Esta cronologia não é «inocente», dizem os economistas contactados pelo SOL. As sucessivas mudanças na remuneração dos produtos reflectem não apenas as condições de mercado, mas também as necessidades de financiamento do Estado. E, neste momento, a prioridade governamental é reduzir os custos do financiamento – quer no acesso aos mercados quer junto dos pequenos aforradores. Por isso, fez as contas e decidiu reembolsar o FMI mais cedo e agora desistiu de «premiar os pequenos investidores», explicam os especialistas.
Os mais antigos instrumentos de poupança estatal, os CA, registaram uma fuga recorde nos últimos anos, após o lançamento da série C dos certificados. Entre 2008 e 2012, o Estado perdeu um terço dos investidores. O número de aforradores desceu de cerca de 718 mil para quase 476 mil. Em 2013 e 2014, o Governo inverteu a tendência, conseguindo atrair investidores e conquistar um valor de subscrições superior aos resgates.

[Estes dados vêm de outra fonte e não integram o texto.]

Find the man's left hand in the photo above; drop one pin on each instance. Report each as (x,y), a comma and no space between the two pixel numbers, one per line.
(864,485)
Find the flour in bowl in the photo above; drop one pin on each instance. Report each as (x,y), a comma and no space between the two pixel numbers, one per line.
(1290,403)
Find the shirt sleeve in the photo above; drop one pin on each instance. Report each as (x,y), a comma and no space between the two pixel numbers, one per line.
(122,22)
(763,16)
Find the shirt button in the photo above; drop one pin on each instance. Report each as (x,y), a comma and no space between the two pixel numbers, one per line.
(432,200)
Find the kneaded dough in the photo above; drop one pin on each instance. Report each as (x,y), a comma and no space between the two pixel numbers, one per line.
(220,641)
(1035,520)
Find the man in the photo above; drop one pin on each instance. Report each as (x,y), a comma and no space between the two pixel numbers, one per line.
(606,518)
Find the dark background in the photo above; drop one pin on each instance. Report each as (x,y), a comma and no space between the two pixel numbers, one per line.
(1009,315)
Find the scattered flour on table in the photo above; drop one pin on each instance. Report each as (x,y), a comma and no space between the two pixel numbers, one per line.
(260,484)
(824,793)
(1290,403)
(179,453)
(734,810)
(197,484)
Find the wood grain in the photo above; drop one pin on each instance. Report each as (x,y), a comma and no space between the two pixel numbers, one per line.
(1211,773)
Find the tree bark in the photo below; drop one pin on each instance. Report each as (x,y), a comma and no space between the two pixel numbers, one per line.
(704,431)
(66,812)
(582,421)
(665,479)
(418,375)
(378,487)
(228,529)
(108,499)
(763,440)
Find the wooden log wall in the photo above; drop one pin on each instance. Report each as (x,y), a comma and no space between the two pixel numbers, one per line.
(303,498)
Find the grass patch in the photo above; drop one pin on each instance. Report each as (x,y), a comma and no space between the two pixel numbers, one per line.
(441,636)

No ano passado, o retalho garantiu mais 5.000 milhões de euros ao Estado, assegurando um terço das suas necessidades de financiamento. Para este ano, a estimativa apresentada no Orçamento já foi mais conservadora. O Governo prevê captar 'apenas' 2.500 milhões. No entanto, quase dois terços do montante foram amealhados em Janeiro, o melhor mês de sempre. A corrida dos investidores aos balcões dos CTT foi a resposta ao anúncio de descida das taxas a partir de 1 de Fevereiro. O montante investido em certificados superou até os 1.240 milhões de euros colocados em Bilhetes do Tesouro nos leilões de Janeiro.
«Se o Estado consegue financiar-se a 30 anos a pouco mais de 4% fará menos sentido financiar-se a um ano a 3,2%», afirma João Pereira Leite, director de Investimentos do Banco Carregosa.
«O recurso aos pequenos aforradores faz parte do mix de financiamento do Estado. Tem sido estratégico manter uma base alargada de subscritores e, para tal, o Estado tem criado produtos que são atractivos. Tendo isso em mente, o Estado também tem como objectivo minimizar os seus custos de financiamento. Não fazia muito sentido que o Estado continuasse a premiar os aforradores com taxas que se podem considerar 'fora de mercado'», refere Filipe Garcia, economista da consultora IMF.
Também o economista João César das Neves considera que «o Estado, que nos tempos de crédito fácil tinha decidido acabar com os certificados, teve de voltar a usá-los intensamente, por falta de alternativas. Agora que voltou a tê-las, volta a desprezar o instrumento. O Estado emite, ou deixa de emitir, conforme mudam as condições financeiras. Por isso, diz que mata e depois ressuscita e agora volta a matar, para poder vir a mudar de ideias no futuro».